Immediately following Holy Communion each Sunday, our parish hosts a coffee hour for fellowship and feasting. We have just been joined sacramentally as the united body of Christ — now, we get to enjoy the interpersonal relationships that must flow from that unity. Over homemade family delicacies, store-bought treats, and a fresh cup of coffee, our parishioners enjoy each other's company and unite their lives together in the simple and wonderful vicissitudes of community.
As Anglicans, we affirm that "Holy Scripture containeth all things necessary to salvation, so that whatsoever is not read therein, nor may be proved thereby, is not to be required of any man, that it should be believed as an article of the Faith" (Article VI, The Book of Common Prayer, 1928).
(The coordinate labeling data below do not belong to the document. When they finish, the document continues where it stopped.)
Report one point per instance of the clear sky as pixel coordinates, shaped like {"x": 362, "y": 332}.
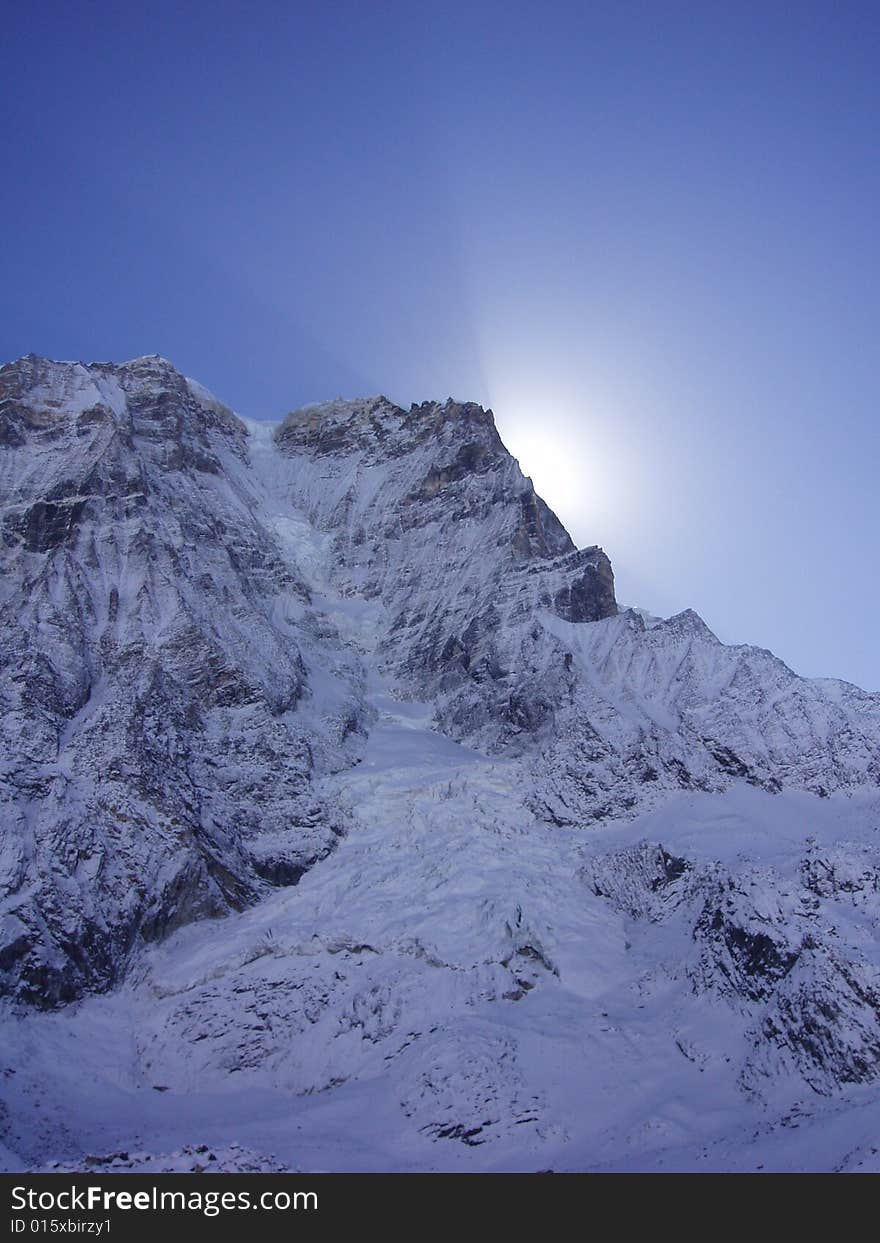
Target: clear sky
{"x": 644, "y": 233}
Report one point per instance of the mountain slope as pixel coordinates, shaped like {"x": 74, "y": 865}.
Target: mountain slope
{"x": 489, "y": 852}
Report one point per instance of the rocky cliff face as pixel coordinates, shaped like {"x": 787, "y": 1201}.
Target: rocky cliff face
{"x": 158, "y": 733}
{"x": 351, "y": 678}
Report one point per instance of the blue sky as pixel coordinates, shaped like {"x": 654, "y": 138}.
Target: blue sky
{"x": 644, "y": 233}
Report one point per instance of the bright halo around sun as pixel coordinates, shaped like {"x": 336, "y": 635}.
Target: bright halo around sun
{"x": 556, "y": 470}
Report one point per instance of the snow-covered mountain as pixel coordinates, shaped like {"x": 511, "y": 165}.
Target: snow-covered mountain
{"x": 346, "y": 814}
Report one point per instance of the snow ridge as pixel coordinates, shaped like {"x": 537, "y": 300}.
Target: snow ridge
{"x": 348, "y": 823}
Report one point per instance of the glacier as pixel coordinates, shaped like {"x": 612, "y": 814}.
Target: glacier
{"x": 348, "y": 823}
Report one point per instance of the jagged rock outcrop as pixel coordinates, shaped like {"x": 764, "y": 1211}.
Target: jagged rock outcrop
{"x": 348, "y": 684}
{"x": 155, "y": 732}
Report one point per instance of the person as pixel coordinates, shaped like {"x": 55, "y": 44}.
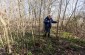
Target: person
{"x": 47, "y": 25}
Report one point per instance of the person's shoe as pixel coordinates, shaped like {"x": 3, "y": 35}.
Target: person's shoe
{"x": 48, "y": 35}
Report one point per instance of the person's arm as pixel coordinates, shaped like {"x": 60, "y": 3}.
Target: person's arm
{"x": 53, "y": 21}
{"x": 46, "y": 21}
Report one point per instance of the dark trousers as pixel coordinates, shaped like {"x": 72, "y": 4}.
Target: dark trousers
{"x": 47, "y": 32}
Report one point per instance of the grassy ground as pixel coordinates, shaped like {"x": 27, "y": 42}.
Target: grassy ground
{"x": 40, "y": 45}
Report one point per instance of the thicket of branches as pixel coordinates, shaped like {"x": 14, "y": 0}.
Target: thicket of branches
{"x": 18, "y": 17}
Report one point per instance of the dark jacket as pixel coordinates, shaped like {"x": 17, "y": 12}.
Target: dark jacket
{"x": 47, "y": 22}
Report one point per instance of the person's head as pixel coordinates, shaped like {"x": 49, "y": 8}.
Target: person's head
{"x": 49, "y": 16}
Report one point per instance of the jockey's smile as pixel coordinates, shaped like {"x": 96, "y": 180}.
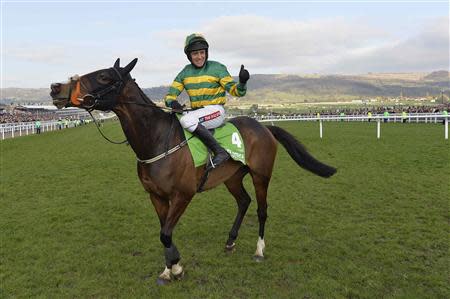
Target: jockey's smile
{"x": 198, "y": 57}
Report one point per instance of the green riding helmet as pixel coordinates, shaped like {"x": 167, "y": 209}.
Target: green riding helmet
{"x": 195, "y": 42}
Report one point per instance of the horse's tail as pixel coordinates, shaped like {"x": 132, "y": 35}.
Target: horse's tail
{"x": 299, "y": 154}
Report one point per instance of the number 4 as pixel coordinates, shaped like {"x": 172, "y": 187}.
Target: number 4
{"x": 236, "y": 140}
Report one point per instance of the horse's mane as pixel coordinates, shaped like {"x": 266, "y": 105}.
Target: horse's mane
{"x": 146, "y": 98}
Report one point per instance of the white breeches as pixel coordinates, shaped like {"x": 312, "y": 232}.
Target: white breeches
{"x": 210, "y": 117}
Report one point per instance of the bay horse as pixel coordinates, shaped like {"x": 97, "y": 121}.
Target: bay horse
{"x": 171, "y": 178}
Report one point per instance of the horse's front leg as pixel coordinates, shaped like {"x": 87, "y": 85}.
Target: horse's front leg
{"x": 172, "y": 256}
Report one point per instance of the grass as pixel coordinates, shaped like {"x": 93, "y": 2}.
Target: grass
{"x": 75, "y": 221}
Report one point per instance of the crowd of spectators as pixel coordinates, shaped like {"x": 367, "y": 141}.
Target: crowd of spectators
{"x": 26, "y": 117}
{"x": 383, "y": 109}
{"x": 361, "y": 111}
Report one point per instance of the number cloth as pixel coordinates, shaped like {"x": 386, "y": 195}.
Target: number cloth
{"x": 227, "y": 136}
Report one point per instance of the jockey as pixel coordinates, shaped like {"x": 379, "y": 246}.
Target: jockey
{"x": 205, "y": 82}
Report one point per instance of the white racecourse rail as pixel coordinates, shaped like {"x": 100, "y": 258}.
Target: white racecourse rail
{"x": 412, "y": 117}
{"x": 12, "y": 130}
{"x": 26, "y": 128}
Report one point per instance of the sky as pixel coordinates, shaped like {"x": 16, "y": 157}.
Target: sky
{"x": 48, "y": 41}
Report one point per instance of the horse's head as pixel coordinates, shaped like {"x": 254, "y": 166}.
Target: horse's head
{"x": 97, "y": 90}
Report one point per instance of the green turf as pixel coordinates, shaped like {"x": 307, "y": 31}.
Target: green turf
{"x": 75, "y": 221}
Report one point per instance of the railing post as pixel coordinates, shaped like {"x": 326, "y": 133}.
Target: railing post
{"x": 446, "y": 128}
{"x": 378, "y": 128}
{"x": 320, "y": 128}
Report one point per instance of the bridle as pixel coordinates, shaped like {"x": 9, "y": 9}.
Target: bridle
{"x": 98, "y": 94}
{"x": 108, "y": 104}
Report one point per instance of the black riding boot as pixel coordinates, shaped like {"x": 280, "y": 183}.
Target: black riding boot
{"x": 220, "y": 155}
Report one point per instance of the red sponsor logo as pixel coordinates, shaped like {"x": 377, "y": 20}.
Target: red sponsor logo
{"x": 211, "y": 116}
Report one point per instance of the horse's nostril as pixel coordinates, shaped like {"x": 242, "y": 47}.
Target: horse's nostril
{"x": 55, "y": 87}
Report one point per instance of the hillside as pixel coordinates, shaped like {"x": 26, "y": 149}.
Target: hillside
{"x": 297, "y": 88}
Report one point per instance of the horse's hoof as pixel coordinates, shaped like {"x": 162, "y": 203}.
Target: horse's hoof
{"x": 179, "y": 276}
{"x": 161, "y": 282}
{"x": 230, "y": 248}
{"x": 258, "y": 258}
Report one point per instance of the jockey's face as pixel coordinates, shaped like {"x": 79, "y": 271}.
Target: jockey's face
{"x": 198, "y": 57}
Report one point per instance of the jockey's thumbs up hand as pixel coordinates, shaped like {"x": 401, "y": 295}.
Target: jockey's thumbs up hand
{"x": 244, "y": 75}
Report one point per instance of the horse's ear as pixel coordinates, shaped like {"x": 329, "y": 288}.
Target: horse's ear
{"x": 129, "y": 67}
{"x": 117, "y": 63}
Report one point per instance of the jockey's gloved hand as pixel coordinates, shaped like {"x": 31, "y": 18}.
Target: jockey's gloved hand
{"x": 244, "y": 75}
{"x": 175, "y": 105}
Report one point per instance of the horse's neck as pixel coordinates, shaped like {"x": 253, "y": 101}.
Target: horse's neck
{"x": 147, "y": 128}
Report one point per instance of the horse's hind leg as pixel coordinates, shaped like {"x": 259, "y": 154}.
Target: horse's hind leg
{"x": 236, "y": 188}
{"x": 261, "y": 184}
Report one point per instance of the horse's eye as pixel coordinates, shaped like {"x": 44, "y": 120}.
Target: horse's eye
{"x": 103, "y": 78}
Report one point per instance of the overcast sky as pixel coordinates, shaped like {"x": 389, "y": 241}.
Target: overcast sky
{"x": 47, "y": 41}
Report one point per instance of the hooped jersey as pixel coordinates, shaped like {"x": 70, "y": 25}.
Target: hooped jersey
{"x": 205, "y": 86}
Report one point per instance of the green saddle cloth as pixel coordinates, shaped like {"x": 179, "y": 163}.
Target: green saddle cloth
{"x": 228, "y": 137}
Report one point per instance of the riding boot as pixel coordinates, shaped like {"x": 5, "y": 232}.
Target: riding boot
{"x": 220, "y": 154}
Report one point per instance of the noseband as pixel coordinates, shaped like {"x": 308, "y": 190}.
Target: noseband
{"x": 97, "y": 96}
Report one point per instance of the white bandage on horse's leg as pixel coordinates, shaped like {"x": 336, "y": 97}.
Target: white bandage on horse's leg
{"x": 177, "y": 269}
{"x": 260, "y": 245}
{"x": 165, "y": 274}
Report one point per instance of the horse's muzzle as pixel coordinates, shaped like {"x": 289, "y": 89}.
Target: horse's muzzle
{"x": 59, "y": 100}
The Bible is the Church's sacred text and must be understood within her interpretive tradition. This is why a parish Bible study is of the utmost importance! Many Monday evenings, we gather in the parish vestibule after a low mass for dinner and an in-depth study of the scriptures with the clergy. In these meetings, we deepen our knowledge of the living Word as he has revealed Himself to His Church, and prepare ourselves morally to live out what, by baptism, we have been made ontologically: new creatures in Christ.
One of the greatest contributions of Anglicanism to the Church has been the Book of Common Prayer, which took the traditional, daily prayers of religious orders and clergy and designed an office (or duty) of prayer for the laity. Morning and Evening Prayer bring the beautiful liturgies, prayers, and seasonal collects of the Church into the home — the domestic church. Common prayer unites our parishioners even when we are not physically together, and it connects our secular lives to our spiritual, and reminds us each day of our true calling: to love the Lord our God with all our heart, with all our soul, and with all our mind.